As for my last entry I appreciate all the people that posted a reply. There are times that remind me that she is not there but I am feeling a little better about it. She was a great pet for so long and I have accepted that it was just time for her to go.
On a good note I have learned how to make transparency icons which has inspired me to get creative with them again. Mostly customizing them with Elvis Costello lyrics right now :) I have been listening to This Years Model for the past two weeks as I have been driving to and from work and I keep thinking that line would make a great icon :-P hehe
I am trying to make some banners and things for my communities and I have been reading my Photoshop book because I have it in my mind how I want them to look but I don't know how to do it.
Mom is no longer in Missouri with my sister but back in Michigan. She is not going to be home for about 2 more weeks or so. When she does get back I have to start giving her money for all the phonebills I ran up. It's usually $40 but since she has been gone it's like $110. bleh I get bored and start calling my friends which all happen to be sooo very far from me. Not good.
oh yeah yesterday I dropped a full can of soda on my big toe. Yeah so now it's black and blue underneath my toenail, my cuticle is blacking red, and I think I cracked the toenail right above the cuticle.
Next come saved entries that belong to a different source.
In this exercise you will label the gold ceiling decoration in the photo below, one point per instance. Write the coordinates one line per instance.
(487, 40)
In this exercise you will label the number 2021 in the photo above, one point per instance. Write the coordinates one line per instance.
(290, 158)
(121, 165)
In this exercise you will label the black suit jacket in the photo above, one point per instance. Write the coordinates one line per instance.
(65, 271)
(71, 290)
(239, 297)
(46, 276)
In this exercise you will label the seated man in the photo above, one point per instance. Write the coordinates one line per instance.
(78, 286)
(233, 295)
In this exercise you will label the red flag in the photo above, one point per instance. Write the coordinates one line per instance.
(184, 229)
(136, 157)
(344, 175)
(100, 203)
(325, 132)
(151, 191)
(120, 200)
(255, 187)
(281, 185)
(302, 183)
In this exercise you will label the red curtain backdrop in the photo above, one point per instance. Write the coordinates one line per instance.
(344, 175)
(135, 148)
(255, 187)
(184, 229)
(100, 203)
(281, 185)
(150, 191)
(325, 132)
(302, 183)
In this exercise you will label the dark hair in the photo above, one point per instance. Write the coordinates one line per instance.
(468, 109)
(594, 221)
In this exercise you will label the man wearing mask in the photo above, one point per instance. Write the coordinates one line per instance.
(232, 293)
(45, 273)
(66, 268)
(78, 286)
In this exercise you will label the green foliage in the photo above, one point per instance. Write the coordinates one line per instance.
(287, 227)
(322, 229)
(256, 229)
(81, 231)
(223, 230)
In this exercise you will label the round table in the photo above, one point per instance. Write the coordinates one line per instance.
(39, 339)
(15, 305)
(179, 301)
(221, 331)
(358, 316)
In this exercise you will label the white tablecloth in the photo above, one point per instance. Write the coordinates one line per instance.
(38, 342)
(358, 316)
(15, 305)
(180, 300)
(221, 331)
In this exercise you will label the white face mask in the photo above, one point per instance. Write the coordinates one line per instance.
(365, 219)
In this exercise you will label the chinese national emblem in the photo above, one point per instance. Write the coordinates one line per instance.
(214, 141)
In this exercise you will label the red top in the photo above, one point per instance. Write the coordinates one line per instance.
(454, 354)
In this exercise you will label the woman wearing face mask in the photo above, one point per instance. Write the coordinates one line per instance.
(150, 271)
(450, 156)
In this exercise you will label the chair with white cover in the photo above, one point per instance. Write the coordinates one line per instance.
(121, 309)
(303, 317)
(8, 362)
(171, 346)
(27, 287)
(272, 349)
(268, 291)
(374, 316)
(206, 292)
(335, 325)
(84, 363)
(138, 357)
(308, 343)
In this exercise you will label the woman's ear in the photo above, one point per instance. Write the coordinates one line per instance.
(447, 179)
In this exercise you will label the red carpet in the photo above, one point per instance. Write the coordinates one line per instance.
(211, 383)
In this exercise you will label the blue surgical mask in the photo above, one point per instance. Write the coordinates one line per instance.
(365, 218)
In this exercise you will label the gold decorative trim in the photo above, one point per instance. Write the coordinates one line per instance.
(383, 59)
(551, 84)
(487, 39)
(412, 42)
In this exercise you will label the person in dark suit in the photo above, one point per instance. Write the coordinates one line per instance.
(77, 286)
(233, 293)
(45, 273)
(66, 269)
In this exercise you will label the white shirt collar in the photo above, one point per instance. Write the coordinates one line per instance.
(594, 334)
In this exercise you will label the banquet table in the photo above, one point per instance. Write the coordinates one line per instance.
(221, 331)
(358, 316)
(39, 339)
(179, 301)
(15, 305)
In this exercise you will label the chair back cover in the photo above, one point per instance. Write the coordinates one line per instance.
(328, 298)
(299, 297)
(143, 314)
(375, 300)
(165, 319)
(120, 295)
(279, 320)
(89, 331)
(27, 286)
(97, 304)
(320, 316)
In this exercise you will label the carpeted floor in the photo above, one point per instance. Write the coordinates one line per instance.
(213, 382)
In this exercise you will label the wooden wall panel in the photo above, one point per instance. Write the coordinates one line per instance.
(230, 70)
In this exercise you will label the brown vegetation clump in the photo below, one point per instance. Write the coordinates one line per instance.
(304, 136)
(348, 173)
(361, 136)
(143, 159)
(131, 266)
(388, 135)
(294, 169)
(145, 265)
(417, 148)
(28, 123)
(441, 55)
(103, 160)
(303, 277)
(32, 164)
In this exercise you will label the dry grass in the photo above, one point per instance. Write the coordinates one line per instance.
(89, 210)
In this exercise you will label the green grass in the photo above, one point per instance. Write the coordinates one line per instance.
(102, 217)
It hurts sooooooooooo bad. I know that my toenail is going to fall off. For some reason this is the leg that bad things happen too :-P I broke this leg twice, I horse got scared and backed up on me and stepped on this foot once, so yeah ....
I just found out that Annie Rice's Blood Canticle is out and I want a copy really bad. I don't even know if I have any bookstores located anywhere near me that would have it. If I was in Michigan I could buy it at Media Play for like 30% off :-P
strike that the closest bookstore is 40 miles away - now I have to call them and see if they have it and how much it is.